Di bawah ini beberapa foto hasil jalan-jalan tadi sore. Laporan pandangan mata lengkap akan kubagi dalam tempo sesingkat-singkatnya.

♥♥♥


Apakah karena usia mudanya, maka suaranya sungguh bening? Yang jelas, kuatlitasnya kategori T.O.P. Aku menyesal tak sempat ngobrol. Posenya dalam foto ini menyiratkan banyak hal. Aku terpukau lihat jarinya yang otomatis me'lentik' saat bertumpu pada kecapi bapaknya. Lalu kebaya yang longgar ini, punya siapa? Apakah milik sang emak? Apakah yang dirasakan sang Bapak? Ada ketegaran sekaligus apathy di raut wajahnya. Apa yang dipikirkan?
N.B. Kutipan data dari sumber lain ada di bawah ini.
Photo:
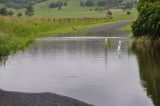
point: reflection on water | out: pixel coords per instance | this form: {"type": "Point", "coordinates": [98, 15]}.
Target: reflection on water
{"type": "Point", "coordinates": [149, 67]}
{"type": "Point", "coordinates": [83, 68]}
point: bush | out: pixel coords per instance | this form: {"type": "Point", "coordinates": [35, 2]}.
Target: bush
{"type": "Point", "coordinates": [128, 12]}
{"type": "Point", "coordinates": [148, 22]}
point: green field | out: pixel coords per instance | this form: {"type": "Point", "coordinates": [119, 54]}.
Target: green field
{"type": "Point", "coordinates": [73, 9]}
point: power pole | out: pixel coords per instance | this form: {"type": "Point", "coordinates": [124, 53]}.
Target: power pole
{"type": "Point", "coordinates": [107, 9]}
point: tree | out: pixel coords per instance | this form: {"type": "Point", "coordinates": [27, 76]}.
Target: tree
{"type": "Point", "coordinates": [10, 13]}
{"type": "Point", "coordinates": [19, 14]}
{"type": "Point", "coordinates": [148, 21]}
{"type": "Point", "coordinates": [128, 12]}
{"type": "Point", "coordinates": [82, 4]}
{"type": "Point", "coordinates": [29, 11]}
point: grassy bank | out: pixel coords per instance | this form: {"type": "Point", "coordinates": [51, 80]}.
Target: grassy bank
{"type": "Point", "coordinates": [146, 44]}
{"type": "Point", "coordinates": [17, 33]}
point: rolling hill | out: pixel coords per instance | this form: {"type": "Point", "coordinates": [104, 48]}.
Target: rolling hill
{"type": "Point", "coordinates": [73, 9]}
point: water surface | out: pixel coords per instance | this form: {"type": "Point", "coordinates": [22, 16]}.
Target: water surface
{"type": "Point", "coordinates": [84, 68]}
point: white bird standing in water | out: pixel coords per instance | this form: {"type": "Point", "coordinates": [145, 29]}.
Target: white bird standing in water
{"type": "Point", "coordinates": [119, 45]}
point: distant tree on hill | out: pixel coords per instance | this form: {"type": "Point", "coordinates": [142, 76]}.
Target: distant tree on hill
{"type": "Point", "coordinates": [19, 14]}
{"type": "Point", "coordinates": [10, 13]}
{"type": "Point", "coordinates": [29, 11]}
{"type": "Point", "coordinates": [101, 3]}
{"type": "Point", "coordinates": [65, 3]}
{"type": "Point", "coordinates": [82, 4]}
{"type": "Point", "coordinates": [58, 4]}
{"type": "Point", "coordinates": [89, 3]}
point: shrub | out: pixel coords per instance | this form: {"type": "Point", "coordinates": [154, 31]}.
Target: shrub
{"type": "Point", "coordinates": [148, 21]}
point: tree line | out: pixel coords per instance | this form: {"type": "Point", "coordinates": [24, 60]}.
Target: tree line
{"type": "Point", "coordinates": [29, 12]}
{"type": "Point", "coordinates": [148, 21]}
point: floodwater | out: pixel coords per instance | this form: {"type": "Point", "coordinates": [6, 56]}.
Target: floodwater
{"type": "Point", "coordinates": [85, 68]}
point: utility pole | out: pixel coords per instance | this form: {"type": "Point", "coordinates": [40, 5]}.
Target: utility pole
{"type": "Point", "coordinates": [107, 10]}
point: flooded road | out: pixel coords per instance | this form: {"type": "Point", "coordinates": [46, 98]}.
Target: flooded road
{"type": "Point", "coordinates": [84, 68]}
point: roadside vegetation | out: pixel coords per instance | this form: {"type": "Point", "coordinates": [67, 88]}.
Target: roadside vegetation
{"type": "Point", "coordinates": [146, 29]}
{"type": "Point", "coordinates": [20, 25]}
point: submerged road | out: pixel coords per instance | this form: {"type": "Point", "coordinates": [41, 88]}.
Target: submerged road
{"type": "Point", "coordinates": [37, 99]}
{"type": "Point", "coordinates": [112, 26]}
{"type": "Point", "coordinates": [50, 99]}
Pak Djohan, sesepuh Komunitas Eks Pedagang Buku Lawas Kwitang. Berusia 71 tahun, terlihat amat mencintai profesinya, dan percaya bahwa yang ia lakukan dan perjuangkan membawa manfaat. Ia juga adalah mentor yang baik bagi para pedagang sekelilingnya, menginspirasi, menunjukkan apa yang disebut excellence dan dedikasi. Great lesson.


Warung Bang Nasir yang nyaman. Di atas tertulis Warung Kopi Atjeh, di bawahnya,  Mie Aceh.... Hehehe, gak konsisten. Aku betah berlama-lama disini. Kalau sedang tak sibuk melayani, Bang Nasir menghibur tamu-tamunya, termasuk aku. Diperkenalkannya aku ke serombongan keluarganya yang baru datang dari Aceh. Diajak bercerita ke kiri kanan. Tiap kali aku mau bangkit pulang, ia bertanya "kenapa buru2, ini kan hari Minggu".... hahahah, aku serasa sedang mertamu ke tetangga..
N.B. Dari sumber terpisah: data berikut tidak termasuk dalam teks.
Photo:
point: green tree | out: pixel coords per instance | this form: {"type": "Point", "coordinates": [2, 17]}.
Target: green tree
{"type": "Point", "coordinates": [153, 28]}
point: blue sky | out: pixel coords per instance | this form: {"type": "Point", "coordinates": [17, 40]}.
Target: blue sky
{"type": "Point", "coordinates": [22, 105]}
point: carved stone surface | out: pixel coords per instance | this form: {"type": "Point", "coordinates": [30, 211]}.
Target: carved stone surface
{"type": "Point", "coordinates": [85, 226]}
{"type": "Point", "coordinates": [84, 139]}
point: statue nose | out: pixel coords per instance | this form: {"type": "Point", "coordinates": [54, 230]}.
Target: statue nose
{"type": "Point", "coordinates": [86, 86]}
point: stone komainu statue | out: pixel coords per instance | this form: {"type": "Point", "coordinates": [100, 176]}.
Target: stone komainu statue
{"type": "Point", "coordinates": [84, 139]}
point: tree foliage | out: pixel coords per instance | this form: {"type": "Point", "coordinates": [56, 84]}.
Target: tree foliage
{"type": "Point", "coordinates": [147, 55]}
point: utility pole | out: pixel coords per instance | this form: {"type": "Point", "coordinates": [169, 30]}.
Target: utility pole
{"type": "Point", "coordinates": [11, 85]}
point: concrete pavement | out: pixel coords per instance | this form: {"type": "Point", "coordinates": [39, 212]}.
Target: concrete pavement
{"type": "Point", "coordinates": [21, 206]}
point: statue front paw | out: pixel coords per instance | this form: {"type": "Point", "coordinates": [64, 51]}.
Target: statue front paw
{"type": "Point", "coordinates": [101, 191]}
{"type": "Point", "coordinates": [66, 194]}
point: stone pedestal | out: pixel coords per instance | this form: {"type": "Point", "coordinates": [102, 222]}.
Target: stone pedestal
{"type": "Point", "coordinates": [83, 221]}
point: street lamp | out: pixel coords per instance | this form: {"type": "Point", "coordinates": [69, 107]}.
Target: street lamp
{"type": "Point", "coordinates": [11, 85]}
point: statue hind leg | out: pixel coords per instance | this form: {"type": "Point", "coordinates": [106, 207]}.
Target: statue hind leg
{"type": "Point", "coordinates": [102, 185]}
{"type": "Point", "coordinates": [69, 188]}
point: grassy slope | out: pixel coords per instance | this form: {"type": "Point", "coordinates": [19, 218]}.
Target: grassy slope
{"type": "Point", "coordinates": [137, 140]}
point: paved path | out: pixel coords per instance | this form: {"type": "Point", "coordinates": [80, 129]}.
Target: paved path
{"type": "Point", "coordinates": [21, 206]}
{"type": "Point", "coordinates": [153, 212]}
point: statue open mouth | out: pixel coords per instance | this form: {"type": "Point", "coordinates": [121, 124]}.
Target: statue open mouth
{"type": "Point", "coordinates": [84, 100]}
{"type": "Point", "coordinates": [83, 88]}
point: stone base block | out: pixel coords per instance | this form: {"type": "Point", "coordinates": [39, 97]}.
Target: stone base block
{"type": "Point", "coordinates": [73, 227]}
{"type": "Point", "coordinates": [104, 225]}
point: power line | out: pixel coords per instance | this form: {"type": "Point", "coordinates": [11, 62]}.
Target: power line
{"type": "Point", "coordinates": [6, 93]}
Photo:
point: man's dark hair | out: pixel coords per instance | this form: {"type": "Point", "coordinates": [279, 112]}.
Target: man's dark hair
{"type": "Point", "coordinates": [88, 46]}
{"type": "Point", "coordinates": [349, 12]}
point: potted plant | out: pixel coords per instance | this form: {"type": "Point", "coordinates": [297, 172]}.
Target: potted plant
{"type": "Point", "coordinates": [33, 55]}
Bang Nasir datang merantau ke Jakarta belasan tahun silam. Ketrampilan  yang membuatnya menekadkan diri mengadu nasib di Jakarta diwariskan dari ayah, menjual kopi dan mie aceh. Setelah berbelas tahun malang melintang di emper Aldiron dan beberapa tempat di kawasan Blok M lain akhirnya ia dapat tempat di Square ini. Setiap siang dan sesudah jam lima sore bermeja-meja dirubung langganan setia kopi dan mie acehnya.


Di tengah2 percakapan, sesekali ia bangkit dari kursinya dan melayani pembeli yang datang. Tak ada yang boleh menyentuh pembuatan kopi. "Ini tak ada ilmunya, bu. Jiwa harus melekat (sumpe, istilah dia sendiri lho), supaya kopi yang dibuat sedap".  Di Aceh, urusan kopi, memasak mie dan berjualan makanan minuman pada umumnya adalah ranah lelaki. Tapi di Jakarta ini istrinya ikut pegang peran. Ia bertanggung jawab untuk membuat mie dan masakan lainnya.
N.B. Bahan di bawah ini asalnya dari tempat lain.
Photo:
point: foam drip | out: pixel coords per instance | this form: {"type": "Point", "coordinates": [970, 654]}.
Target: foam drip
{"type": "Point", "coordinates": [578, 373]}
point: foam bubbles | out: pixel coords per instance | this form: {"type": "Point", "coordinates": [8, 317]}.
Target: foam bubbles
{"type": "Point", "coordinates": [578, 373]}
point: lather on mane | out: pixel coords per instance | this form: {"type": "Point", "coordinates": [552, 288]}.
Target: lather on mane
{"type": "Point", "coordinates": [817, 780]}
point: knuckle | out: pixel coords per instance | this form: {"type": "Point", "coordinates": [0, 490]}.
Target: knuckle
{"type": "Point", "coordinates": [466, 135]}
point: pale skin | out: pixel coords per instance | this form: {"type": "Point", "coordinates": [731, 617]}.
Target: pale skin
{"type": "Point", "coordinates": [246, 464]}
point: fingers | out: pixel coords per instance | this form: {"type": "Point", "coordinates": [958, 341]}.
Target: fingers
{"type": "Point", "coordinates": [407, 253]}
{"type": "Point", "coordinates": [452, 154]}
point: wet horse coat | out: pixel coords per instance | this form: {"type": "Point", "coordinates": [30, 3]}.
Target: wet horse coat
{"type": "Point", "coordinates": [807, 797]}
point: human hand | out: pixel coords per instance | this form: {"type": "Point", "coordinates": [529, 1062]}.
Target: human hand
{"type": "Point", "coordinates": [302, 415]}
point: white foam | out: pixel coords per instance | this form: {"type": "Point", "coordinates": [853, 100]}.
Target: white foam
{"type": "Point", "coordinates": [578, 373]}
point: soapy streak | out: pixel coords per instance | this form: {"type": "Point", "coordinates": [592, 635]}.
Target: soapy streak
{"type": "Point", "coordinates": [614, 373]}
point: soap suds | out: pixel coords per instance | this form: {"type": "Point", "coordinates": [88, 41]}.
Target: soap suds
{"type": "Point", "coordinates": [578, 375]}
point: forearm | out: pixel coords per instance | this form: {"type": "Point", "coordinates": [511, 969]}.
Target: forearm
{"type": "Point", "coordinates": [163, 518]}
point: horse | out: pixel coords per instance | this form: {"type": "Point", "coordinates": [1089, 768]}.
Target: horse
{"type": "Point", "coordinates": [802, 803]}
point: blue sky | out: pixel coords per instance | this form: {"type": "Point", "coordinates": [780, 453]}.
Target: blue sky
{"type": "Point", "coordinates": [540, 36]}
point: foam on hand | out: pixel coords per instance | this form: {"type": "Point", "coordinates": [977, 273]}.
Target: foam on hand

Kopi tentunya tanggung jawab bang Nasir.  "Saya tidak mengizinkan isteri saya pegang kopi bu, dikomplain melulu" katanya. Lalu aku tanya, memangnya ibu minum kopi. Dia sambil tersipu-sipu menjawab tidak, karena baru sadar, YA IYALAH, bagimana bisa bikin kopi yang pas kalau sendirinya tidak terbiasa minum kopi. Bang ini gimana yak....:-)


Bang Nasir bagian public relation, ngobrol dengan tamu sambil menyuguhkan teh. Ah, mampir di warung ini seperti sedang menenangga....Di atas ini aku yang  sedang dihibur oleh si Abang. Di sekelilingnya adalah  keluarganya yang sedang berkunjung ke Jakarta, dibawa oleh adiknya (duduk berbaju garis-garis) yang juga menjalankan kedai mie aceh dan kopi di daerah Setiabudi.


Pak Yos Jhon Freky juga exs Kwitang. Ia malu-malu waktu kuambil gambarnya. Mas Anton, pemilik kantin kopi dekat situ, meyakinkan Pak Yos "Lah, ini kan promosi, biar banyak yang datang kemari, beli buku, dan kopiku juga makin laris" katanya cengengesan, sambil tak lepas dari buku panjang saktinya yang mencatat utangan para pedagang buku. Waktu aku mendengar namanya aku bingung, kadang dipanggil Yos, kadang Jhon. Mas Anton menuntunku ke kartu unik menempel di dinding, tulisan tangan dalam huruf latin dan arab melingkari gadis manis eropa: Yos Jhon Preky. Dia ketawa lebar sekali menceritakan asal namanya. Ibunya asli Sumbar, Solok, tempat ia dibesarkan, tapi ayahnya dari Timur, dari Maluku. Nah, nama ini ayahnya yang kasi. Oh, Ok....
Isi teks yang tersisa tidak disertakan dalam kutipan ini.